Reliability and Validity
The term reliability refers to the consistency of a research study or measuring test. Thus Reliability is the degree of consistency of a measure. A test will be reliable when it gives the same repeated result under the same conditions
For example, if a person weighs themselves during the course of a day they would expect to see a similar reading. Scales which measured weight differently each time would be of little use.
Types of Reliability
- Test-retest reliability is a measure of reliability obtained by administering the same test twice over a period of time to a group of individuals. The scores from Time 1 and Time 2 can then be correlated in order to evaluate the test for stability over time.
- Example: A test designed to assess student learning in psychology could be given to a group of students twice, with the second administration perhaps coming a week after the first.

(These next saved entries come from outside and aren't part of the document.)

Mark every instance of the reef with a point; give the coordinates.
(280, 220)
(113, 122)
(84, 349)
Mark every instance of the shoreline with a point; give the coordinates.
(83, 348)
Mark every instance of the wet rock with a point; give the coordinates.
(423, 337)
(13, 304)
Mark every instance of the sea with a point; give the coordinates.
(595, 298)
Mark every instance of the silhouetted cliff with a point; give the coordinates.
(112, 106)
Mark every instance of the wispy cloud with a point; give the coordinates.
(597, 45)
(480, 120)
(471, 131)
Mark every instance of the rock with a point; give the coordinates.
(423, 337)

The obtained correlation coefficient would indicate the stability of the scores.
2.Parallel forms reliability is a measure of reliability obtained by administering different versions of an assessment tool (both versions must contain items that probe the same construct, skill, knowledge base, etc.) to the same group of individuals. The scores from the two versions can then be correlated in order to evaluate the consistency of results across alternate versions.
- Example: If you wanted to evaluate the reliability of a critical thinking assessment, you might create a large set of items that all pertain to critical thinking and then randomly split the questions up into two sets, which would represent the parallel forms.
3.Inter-rater reliability is a measure of reliability used to assess the degree to which different judges or raters agree in their assessment decisions. Inter-rater reliability is useful because human observers will not necessarily interpret answers the same way; raters may disagree as to how well certain responses or material demonstrate knowledge of the construct or skill being assessed.
- Example: Inter-rater reliability might be employed when different judges are evaluating the degree to which art portfolios meet certain standards. Inter-rater reliability is especially useful when judgements can be considered relatively subjective. Thus, the use of this type of reliability would probably be more likely when evaluating artwork as opposed to maths problems.
4. Internal consistency reliability is a measure of reliability used to evaluate the degree to which different test items that probe the same construct produce similar results.
- Average inter-item correlation is a sub type of internal consistency reliability. It is obtained by taking all of the items on a test that probe the same construct (e.g., reading comprehension), determining the correlation coefficient for each pair of items, and finally taking the average of all of these correlation coefficients. This final step yields the average inter-item correlation.
- Split-half reliability is another subtype of internal consistency reliability. The process of obtaining split-half reliability is begun by “splitting in half” all items of a test that are intended to probe the same area of knowledge (e.g., World War II) in order to form two “sets” of items. The entire test is administered to a group of individuals, the total score for each “set” is computed, and finally the split-half reliability is obtained by determining the correlation between the two total “set” scores.
Validity refers to the extent to which an indicator (or set of indicators) really measure the concept under investigation. There are five ways by which sociologists and psychologists might determine validity of their indicators are:
- Face validity,
- Concurrent validity,
- Convergent validity,
- Construct validity, and
- Predictive validity.
How can sociologists assess the validity of measures and indicators?
Five ways for measurement validity in social research:
- Face validity – Face validity is simply achieved by asking others with experience in the field whether they think the measure seems to be measuring the concept. This is essentially an intuitive process.
- Concurrent validity – Researchers simply compare the results of one measure to another which is known to be valid (known as a ‘criterion measure). For example with gamblers, betting accounts give us a valid indication of how much they actually win or lose, but wording of questions designed to measure ‘how much they win or lose in a given period’ can yield vastly different results. Some questions provide results which are closer to the hard-financial statistics, and these can be said to have the highest degree of concurrent validity.
- Predictive validity – here a researcher uses a future criterion measure to assess the validity of existing measures. For example we might assess the validity of school as measurement of academic intelligence by looking at how well school students do at college compared to A-level students with equivalent grades.
- Construct validity – here the researcher is encouraged to deduce hypotheses from a theory that is relevant to the concept. However, there are problems with this approach as the theory and the process of deduction might be misguided!
- Convergent validity – here the researcher compares her measures to measures of the same concept developed through other methods. Probably the most obvious example of this is the British Crime Survey as a test of the ‘validity’ of Police Crime Statistics’. The BCS shows us that different crimes, as measured by PCR have different levels of construct validity – Vehicle Theft is relatively high, vandalism is relatively low, for example.